The Russian troops, including mercenary fighters from the Wagner Group, are trying to cut the Ukrainian defenders' supply lines to the city, scene of some of the war's bloodiest battles, and force them to surrender or withdraw.
"Despite significant losses, the enemy threw in the most prepared assault units of Wagner, who are trying to break through the defenses of our troops and surround the city," Ukraine's Colonel General Oleksandr Syrskyi said.
Ukraine's military said Russia was shelling settlements around Bakhmut, which had a pre-war population of around 70,000 but now lies in ruins after months of intense trench warfare.
"Over the past day, our soldiers repelled more than 60 enemy attacks," the Ukraine military said early on Tuesday, including on the villages of Yadhidne and Berkhivka just north of Bakhmut.
A Reuters reporter who visited the area on Monday said he saw no sign of Ukrainian forces withdrawing and that reinforcements were arriving despite constant Russian shelling.
Taking Bakhmut would give Russia its first major prize in more than half a year and open the way to the capture of the last remaining urban centers in the Donetsk region, one of four which Moscow claims to have annexed in what it calls its "special military operation" in Ukraine.
An unnamed soldier from Ukraine's 93rd Separate Mechanized Brigade, speaking on the Telegram messaging app as explosions boomed in the background, struck a defiant note: "February 28, the town of Bakhmut. The city is on fire, the enemy is pressing. Everything will be Ukraine..."
Russia's state-run RIA news agency released a video clip which it said showed Russian Su-25 fighter jets roaring over Bakhmut. "We are glad they are ours," says a man in the clip identified as a Wagner fighter, adding the jets helped them "psychologically."
Ukrainian soldiers in the Donetsk region hunkered in muddy trenches after warmer weather thawed out the frozen ground.
"Both sides stay in their positions, because as you see, spring means mud. Thus, it is impossible to move forward," said Mykola, 59, commander of a Ukrainian frontline rocket launcher battery, watching a tablet screen for coordinates to fire.
The spring thaw has a history of ruining plans by armies to attack across Ukraine and western Russia, turning roads into rivers and fields into quagmires.

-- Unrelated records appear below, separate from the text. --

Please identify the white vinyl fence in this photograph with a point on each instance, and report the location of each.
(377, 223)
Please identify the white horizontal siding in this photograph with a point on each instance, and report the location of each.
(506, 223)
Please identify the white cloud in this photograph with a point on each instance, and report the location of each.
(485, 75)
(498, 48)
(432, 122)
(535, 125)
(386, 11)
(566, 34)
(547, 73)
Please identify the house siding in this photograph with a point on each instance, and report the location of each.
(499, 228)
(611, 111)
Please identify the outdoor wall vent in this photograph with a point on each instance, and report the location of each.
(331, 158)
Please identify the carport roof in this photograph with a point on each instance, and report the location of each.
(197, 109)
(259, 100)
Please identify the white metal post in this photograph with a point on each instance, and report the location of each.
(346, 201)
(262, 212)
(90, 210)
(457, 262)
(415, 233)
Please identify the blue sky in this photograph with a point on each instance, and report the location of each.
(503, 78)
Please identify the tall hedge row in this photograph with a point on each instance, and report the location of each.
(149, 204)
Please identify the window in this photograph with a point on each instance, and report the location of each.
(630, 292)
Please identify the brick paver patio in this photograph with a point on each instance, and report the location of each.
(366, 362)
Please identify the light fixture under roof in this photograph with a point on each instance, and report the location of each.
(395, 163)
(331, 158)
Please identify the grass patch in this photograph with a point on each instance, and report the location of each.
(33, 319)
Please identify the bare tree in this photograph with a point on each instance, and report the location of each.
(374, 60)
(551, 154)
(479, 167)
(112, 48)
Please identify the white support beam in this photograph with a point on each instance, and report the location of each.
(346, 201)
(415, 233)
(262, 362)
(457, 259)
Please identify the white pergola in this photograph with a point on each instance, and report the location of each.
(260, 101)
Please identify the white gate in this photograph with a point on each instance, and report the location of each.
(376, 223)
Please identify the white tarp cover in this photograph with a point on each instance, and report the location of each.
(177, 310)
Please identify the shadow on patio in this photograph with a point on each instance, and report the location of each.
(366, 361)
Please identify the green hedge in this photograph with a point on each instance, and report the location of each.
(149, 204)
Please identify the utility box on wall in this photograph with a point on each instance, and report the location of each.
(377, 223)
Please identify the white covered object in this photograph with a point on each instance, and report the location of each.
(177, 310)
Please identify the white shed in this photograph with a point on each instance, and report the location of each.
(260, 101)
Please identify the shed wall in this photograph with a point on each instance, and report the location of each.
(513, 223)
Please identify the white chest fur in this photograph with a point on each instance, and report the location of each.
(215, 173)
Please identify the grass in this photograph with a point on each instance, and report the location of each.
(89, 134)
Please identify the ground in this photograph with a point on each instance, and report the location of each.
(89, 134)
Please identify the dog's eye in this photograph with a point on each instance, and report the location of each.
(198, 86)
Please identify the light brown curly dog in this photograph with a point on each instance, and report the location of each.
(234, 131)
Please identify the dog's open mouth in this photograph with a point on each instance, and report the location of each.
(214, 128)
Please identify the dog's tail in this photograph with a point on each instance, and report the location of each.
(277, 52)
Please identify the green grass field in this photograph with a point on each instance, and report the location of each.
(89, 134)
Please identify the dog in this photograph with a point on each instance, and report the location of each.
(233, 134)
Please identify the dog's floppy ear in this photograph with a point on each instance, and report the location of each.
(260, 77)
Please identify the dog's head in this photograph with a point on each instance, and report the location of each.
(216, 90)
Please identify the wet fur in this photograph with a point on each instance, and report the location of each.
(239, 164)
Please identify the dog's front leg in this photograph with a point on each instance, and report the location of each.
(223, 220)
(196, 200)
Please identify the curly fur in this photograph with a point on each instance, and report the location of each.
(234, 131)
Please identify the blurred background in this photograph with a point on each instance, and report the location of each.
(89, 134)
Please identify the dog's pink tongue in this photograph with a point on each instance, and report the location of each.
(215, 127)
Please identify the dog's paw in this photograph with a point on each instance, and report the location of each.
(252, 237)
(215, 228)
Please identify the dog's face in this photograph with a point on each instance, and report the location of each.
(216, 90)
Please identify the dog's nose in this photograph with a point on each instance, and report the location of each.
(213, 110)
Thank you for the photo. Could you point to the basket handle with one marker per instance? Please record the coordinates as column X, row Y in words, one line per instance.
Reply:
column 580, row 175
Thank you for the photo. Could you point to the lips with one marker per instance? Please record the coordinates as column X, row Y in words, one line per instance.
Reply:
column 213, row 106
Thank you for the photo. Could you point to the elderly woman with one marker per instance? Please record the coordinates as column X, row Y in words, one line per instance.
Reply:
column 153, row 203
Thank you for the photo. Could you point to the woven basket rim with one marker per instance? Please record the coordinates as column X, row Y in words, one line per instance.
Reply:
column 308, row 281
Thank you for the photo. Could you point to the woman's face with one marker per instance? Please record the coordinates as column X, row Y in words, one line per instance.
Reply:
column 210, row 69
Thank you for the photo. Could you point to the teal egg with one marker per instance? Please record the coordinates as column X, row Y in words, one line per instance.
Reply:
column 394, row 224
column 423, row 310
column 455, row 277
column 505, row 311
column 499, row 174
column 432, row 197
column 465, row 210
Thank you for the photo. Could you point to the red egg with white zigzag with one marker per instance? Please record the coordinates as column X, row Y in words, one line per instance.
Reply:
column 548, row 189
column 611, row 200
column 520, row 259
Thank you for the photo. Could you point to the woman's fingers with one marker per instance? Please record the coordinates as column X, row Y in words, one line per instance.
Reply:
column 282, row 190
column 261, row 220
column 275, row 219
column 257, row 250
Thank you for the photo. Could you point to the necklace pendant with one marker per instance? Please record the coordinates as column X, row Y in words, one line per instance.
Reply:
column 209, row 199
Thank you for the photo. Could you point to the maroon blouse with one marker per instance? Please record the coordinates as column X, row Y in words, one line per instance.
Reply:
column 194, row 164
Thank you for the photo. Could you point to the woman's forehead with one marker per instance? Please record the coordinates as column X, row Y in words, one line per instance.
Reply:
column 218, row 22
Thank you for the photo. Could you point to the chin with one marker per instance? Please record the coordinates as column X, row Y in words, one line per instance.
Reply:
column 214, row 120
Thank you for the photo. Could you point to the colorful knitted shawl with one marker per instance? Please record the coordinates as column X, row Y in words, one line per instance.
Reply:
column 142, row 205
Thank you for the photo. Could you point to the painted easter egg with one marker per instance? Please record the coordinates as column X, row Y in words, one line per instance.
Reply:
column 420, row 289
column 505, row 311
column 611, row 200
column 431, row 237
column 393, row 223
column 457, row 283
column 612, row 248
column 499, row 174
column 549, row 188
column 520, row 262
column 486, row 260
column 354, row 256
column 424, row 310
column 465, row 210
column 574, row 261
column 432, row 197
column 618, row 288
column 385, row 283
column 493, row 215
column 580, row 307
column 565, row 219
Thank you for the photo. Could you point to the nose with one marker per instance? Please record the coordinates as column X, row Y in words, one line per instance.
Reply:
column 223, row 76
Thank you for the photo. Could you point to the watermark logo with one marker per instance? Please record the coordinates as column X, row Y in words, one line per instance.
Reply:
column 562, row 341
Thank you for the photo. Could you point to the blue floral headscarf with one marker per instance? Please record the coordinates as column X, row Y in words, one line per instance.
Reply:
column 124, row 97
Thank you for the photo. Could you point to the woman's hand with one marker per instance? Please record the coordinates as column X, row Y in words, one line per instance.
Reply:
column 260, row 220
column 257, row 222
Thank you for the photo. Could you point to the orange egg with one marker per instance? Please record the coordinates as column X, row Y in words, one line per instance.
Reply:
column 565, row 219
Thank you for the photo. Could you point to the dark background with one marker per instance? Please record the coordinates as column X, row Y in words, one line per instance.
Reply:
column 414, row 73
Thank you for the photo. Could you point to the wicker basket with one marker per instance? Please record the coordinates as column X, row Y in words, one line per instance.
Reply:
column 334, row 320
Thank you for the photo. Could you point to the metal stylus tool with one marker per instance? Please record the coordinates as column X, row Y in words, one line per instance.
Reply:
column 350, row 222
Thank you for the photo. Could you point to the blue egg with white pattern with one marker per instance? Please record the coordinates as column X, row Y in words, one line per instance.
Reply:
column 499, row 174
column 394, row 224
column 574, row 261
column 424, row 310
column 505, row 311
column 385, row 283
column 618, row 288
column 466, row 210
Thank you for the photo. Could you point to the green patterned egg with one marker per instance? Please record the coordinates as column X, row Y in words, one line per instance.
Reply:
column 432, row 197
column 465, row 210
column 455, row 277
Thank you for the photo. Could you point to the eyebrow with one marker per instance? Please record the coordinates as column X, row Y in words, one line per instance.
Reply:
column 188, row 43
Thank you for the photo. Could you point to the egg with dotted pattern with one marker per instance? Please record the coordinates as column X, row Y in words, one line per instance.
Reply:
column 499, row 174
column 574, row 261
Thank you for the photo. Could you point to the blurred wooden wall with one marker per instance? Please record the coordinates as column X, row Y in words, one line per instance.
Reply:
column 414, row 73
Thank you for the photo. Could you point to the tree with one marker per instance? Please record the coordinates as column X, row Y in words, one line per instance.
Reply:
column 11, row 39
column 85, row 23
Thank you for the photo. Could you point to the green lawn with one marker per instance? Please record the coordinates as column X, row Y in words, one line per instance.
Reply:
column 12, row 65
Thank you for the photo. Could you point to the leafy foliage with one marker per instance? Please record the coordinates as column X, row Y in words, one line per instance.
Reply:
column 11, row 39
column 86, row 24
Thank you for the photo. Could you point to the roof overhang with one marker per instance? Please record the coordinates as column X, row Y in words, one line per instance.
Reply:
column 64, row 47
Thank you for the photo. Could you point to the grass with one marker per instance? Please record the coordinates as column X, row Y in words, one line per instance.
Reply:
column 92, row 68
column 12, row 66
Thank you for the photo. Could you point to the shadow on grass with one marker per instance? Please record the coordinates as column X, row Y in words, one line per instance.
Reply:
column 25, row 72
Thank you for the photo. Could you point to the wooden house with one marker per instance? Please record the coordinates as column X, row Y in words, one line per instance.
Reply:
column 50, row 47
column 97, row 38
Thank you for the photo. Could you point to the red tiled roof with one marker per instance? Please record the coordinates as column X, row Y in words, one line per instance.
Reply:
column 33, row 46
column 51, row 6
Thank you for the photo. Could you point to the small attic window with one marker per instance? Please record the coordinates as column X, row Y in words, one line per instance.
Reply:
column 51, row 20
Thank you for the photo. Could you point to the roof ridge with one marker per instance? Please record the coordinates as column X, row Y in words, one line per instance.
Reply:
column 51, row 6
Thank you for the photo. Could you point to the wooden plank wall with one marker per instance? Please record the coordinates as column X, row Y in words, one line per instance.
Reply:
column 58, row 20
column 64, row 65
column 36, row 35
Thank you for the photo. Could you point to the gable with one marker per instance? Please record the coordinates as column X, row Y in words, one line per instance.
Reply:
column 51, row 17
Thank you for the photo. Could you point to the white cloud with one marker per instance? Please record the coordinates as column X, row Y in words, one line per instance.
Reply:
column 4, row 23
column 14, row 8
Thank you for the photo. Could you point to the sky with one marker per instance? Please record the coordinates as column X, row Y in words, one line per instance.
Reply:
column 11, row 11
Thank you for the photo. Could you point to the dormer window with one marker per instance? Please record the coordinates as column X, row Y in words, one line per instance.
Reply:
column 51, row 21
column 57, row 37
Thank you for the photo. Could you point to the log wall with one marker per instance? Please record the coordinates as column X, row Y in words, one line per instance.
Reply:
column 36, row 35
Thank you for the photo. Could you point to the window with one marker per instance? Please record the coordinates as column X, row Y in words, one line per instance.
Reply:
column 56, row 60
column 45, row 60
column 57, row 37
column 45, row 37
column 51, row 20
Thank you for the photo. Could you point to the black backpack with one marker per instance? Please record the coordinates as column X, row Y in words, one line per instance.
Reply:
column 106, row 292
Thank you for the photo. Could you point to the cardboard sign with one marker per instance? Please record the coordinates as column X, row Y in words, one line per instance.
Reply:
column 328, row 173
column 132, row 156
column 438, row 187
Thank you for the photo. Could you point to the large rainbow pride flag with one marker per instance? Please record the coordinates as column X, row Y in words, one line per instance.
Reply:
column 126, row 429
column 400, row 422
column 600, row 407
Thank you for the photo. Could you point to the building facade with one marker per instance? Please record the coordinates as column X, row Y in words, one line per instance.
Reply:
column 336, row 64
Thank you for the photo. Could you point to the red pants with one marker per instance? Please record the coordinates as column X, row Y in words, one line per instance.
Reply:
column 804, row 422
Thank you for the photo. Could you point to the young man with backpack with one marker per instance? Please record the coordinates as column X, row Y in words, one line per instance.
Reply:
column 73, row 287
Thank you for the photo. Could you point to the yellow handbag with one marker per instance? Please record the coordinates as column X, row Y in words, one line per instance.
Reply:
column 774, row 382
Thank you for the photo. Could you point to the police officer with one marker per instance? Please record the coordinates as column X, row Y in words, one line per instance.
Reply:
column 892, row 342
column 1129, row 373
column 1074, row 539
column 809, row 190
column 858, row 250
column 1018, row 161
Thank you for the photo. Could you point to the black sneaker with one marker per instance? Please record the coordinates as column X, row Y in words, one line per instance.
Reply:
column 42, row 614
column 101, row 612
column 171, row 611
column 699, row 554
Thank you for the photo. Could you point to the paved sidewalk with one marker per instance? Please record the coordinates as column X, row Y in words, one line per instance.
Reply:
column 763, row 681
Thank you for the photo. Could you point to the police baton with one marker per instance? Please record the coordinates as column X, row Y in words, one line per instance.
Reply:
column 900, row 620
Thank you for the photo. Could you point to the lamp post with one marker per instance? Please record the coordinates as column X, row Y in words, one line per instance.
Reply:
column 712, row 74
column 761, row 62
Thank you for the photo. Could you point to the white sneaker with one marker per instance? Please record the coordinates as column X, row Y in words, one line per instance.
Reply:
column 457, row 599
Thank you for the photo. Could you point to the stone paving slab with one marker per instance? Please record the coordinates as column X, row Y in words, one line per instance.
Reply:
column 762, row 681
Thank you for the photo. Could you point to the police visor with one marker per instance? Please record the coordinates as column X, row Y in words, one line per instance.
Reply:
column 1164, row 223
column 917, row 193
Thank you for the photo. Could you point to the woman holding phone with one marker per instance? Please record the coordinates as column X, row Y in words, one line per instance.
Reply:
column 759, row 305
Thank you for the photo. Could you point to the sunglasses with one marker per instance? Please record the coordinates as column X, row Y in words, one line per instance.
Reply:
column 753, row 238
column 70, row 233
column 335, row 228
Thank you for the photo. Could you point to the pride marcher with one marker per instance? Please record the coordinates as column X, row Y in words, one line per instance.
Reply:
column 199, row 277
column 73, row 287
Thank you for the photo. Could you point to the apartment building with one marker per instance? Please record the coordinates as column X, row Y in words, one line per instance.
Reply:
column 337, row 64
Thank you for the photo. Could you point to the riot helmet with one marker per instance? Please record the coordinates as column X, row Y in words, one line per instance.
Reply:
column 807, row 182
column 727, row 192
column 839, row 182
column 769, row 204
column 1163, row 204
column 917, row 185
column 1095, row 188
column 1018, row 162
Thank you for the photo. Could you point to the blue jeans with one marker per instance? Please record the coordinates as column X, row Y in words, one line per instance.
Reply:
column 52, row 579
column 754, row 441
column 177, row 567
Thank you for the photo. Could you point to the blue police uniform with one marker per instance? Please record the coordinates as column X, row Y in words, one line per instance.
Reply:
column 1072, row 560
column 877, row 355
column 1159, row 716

Reuters saw several military vehicles stuck in mud. In a zigzag trench, Volodymyr, a 25-year-old platoon commander, said his men were prepared to operate in any weather.
"When we're given a target, that means we have to destroy it."
Russia, its forces replenished with hundreds of thousands of conscripts, has intensified its attacks right along the eastern front but its assaults have come at a high cost, Ukraine says.
Russia's defense ministry said its forces had destroyed a Ukrainian ammunition depot near Bakhmut and shot down U.S.-made rockets and Ukrainian drones.